Demographic and clinical characteristics of individuals presenting with symptoms of TIA (N = 23), overall and by clinical TIA diagnosis and imaging-based confirmation of cerebral ischemia; p-value for between-group comparisons

DWI = diffusion-weighted imaging; TIA = transient ischemic attack; SD = standard deviation; LH = left hemisphere; RH = right hemisphere; ABCD2 = clinical score including parameters of age, blood pressure, clinical features of TIA, duration of TIA, presence of diabetes.

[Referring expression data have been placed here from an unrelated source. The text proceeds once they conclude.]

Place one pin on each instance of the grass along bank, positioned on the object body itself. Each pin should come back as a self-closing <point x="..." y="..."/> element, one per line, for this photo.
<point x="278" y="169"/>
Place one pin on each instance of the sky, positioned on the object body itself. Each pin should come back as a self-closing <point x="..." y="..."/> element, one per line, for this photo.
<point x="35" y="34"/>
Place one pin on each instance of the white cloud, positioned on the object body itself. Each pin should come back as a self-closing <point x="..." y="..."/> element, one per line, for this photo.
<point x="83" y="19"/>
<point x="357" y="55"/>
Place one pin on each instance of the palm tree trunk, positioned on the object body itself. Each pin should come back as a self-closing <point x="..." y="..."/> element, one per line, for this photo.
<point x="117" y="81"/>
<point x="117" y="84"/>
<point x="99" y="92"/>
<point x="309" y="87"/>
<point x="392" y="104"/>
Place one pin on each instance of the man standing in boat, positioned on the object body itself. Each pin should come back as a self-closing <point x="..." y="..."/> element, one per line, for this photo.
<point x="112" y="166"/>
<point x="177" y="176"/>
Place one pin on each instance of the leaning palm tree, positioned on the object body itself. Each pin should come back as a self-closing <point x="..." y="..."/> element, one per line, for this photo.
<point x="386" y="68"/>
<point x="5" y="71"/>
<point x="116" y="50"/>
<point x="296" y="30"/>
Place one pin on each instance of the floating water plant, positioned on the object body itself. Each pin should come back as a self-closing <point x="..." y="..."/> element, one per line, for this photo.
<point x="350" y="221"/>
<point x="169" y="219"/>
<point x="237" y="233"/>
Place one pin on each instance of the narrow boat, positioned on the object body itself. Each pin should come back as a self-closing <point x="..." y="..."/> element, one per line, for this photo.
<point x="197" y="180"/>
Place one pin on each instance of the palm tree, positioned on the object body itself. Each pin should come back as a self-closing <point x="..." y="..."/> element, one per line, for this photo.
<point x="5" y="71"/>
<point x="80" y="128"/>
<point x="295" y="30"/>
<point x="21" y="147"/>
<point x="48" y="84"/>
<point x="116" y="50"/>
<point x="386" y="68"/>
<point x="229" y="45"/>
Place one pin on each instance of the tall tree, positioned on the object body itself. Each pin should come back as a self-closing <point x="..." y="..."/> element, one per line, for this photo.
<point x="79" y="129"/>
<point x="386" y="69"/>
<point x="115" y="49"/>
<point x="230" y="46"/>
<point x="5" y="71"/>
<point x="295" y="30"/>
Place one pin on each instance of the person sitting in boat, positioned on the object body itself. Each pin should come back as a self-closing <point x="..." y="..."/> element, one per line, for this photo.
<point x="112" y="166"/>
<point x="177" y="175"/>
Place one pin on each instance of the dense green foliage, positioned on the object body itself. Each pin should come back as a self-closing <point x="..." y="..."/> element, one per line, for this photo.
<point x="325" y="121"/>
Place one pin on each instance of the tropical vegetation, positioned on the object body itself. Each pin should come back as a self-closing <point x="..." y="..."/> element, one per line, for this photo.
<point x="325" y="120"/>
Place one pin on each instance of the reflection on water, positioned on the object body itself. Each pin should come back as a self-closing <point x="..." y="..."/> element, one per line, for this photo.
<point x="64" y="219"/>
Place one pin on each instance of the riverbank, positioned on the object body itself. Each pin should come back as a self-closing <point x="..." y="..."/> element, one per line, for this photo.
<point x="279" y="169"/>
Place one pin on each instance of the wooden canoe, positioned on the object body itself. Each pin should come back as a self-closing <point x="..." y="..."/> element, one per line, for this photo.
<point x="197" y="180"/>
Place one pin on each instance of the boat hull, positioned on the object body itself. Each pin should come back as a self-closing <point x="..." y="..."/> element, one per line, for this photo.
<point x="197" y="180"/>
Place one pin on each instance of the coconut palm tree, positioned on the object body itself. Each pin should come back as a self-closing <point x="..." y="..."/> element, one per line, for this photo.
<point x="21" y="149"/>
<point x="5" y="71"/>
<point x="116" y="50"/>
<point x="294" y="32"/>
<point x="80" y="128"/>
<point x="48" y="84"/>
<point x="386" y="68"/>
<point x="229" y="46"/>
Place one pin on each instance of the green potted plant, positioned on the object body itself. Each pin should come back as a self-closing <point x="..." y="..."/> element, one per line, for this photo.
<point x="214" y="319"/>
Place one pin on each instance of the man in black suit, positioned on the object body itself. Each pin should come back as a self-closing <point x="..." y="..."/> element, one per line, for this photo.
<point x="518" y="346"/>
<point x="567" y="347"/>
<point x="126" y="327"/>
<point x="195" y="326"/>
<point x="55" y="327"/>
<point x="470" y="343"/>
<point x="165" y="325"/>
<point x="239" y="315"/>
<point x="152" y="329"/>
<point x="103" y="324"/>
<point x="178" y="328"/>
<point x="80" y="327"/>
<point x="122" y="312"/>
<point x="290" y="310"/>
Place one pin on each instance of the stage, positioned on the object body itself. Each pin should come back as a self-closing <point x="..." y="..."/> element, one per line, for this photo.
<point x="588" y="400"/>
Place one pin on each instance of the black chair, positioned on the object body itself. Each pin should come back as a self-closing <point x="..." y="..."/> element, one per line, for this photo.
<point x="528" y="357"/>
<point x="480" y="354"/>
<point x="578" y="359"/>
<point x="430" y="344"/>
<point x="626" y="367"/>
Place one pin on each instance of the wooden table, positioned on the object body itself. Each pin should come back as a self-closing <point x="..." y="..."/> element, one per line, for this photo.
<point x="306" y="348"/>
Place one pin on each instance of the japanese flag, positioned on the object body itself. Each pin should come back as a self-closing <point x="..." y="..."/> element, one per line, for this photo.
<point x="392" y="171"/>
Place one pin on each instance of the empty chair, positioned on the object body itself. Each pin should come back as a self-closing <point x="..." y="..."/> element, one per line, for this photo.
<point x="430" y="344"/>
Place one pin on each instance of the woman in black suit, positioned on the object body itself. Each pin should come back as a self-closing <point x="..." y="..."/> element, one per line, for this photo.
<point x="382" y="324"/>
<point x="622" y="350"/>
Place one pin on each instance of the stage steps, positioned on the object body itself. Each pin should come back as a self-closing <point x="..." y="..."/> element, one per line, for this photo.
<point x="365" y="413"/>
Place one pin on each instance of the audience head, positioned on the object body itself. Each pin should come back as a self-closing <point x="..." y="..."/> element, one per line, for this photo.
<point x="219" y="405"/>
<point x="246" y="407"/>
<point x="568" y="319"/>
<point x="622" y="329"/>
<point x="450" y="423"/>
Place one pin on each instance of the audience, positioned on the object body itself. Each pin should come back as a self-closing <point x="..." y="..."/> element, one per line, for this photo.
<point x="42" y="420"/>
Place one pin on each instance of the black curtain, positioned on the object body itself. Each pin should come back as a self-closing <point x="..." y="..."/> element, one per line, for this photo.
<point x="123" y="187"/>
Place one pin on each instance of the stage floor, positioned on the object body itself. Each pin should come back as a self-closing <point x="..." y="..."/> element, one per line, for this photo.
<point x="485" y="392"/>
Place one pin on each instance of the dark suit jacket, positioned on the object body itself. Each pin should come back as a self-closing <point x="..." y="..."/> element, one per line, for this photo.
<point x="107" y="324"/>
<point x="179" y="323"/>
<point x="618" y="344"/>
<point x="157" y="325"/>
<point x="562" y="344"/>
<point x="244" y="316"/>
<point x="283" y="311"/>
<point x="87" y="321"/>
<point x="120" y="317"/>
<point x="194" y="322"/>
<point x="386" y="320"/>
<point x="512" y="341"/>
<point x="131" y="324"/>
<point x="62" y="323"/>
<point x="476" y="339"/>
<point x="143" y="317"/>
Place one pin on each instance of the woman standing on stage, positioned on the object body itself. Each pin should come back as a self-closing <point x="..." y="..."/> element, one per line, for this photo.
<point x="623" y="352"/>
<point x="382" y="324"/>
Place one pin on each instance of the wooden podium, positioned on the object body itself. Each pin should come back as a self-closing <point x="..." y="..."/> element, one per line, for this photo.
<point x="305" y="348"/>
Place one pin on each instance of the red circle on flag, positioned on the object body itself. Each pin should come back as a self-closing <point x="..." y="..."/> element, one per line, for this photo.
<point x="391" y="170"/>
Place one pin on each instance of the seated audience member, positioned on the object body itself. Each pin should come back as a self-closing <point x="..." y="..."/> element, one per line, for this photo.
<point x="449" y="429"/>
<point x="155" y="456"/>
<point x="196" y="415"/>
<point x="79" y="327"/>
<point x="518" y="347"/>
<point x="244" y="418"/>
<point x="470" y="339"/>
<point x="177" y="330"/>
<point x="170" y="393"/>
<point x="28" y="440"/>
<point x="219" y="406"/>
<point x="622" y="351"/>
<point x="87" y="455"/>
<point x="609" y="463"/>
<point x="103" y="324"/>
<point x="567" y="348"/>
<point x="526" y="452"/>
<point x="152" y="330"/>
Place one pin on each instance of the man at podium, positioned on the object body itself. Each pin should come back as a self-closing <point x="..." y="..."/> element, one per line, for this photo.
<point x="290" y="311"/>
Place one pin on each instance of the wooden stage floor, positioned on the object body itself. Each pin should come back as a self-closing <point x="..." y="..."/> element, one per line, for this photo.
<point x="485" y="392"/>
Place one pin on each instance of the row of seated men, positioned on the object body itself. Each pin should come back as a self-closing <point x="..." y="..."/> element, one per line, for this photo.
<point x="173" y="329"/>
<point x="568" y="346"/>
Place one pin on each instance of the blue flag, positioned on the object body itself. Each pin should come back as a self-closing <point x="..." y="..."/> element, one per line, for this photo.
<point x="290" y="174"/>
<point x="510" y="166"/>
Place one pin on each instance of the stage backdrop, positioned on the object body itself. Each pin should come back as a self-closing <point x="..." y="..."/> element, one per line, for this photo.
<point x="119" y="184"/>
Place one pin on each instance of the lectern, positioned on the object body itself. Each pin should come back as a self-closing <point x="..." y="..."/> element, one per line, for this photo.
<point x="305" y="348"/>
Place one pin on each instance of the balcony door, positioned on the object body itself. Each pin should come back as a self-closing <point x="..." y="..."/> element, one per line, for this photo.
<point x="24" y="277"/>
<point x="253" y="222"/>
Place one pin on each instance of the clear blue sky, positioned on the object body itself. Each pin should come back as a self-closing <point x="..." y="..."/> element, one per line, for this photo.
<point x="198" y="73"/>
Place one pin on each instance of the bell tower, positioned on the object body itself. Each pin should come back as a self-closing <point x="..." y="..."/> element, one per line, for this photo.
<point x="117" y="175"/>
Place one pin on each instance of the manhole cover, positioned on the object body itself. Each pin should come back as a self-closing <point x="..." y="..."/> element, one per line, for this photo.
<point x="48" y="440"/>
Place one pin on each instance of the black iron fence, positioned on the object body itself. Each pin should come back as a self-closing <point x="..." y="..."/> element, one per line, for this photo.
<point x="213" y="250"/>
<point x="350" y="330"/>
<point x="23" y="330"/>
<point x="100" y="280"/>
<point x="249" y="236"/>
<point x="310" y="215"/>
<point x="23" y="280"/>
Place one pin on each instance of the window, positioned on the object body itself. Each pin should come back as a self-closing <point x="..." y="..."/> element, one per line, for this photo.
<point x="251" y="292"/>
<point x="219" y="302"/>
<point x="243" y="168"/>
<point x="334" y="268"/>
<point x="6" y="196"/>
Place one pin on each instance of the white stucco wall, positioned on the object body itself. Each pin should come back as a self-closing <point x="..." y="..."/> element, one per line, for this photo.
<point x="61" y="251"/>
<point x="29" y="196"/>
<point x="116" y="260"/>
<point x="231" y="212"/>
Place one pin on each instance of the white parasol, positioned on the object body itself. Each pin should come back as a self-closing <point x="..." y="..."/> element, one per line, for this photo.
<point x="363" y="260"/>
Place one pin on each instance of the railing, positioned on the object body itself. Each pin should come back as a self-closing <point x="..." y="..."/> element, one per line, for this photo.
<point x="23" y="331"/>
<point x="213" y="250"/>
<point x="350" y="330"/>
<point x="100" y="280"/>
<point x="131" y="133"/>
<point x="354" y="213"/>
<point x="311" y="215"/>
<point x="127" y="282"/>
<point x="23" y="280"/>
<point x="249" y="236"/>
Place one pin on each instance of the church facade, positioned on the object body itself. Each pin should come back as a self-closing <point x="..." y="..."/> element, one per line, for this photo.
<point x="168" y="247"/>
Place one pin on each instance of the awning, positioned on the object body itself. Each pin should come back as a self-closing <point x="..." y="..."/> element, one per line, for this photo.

Secondary analyses were performed to assess the diagnostic utility of TMS-derived thresholds for SICI and ICF using a receiver operating characteristic (ROC) approach, with the clinical diagnosis of TIA by the evaluating stroke neurologist set as the classification variable (i.e., gold standard) (MedCalc 18.6; Broekstraat, Mariakerke, Belgium). Area under the curve (AUC) values for TMS-derived SICI and ICF thresholds in the TIA- affected and TIA-unaffected hemispheres were calculated, with values less than 0.7, between 0.7 and 0.9, or greater than 0.9 representing low, moderate, and high diagnostic accuracies, respectively. Due to the small sample size, AUC values were only calculated for TMS thresholds and not for the DWI-based confirmation of cerebral ischemia. In an additional exploratory analysis, AUCs for each test were compared both within the overall cohort and separately for clinical subgroups of interest, including women vs. men, age <65 vs. 65+ and time since symptom onset <7 d vs. 7+ days; p-values less than 0.05 were considered statistically significant.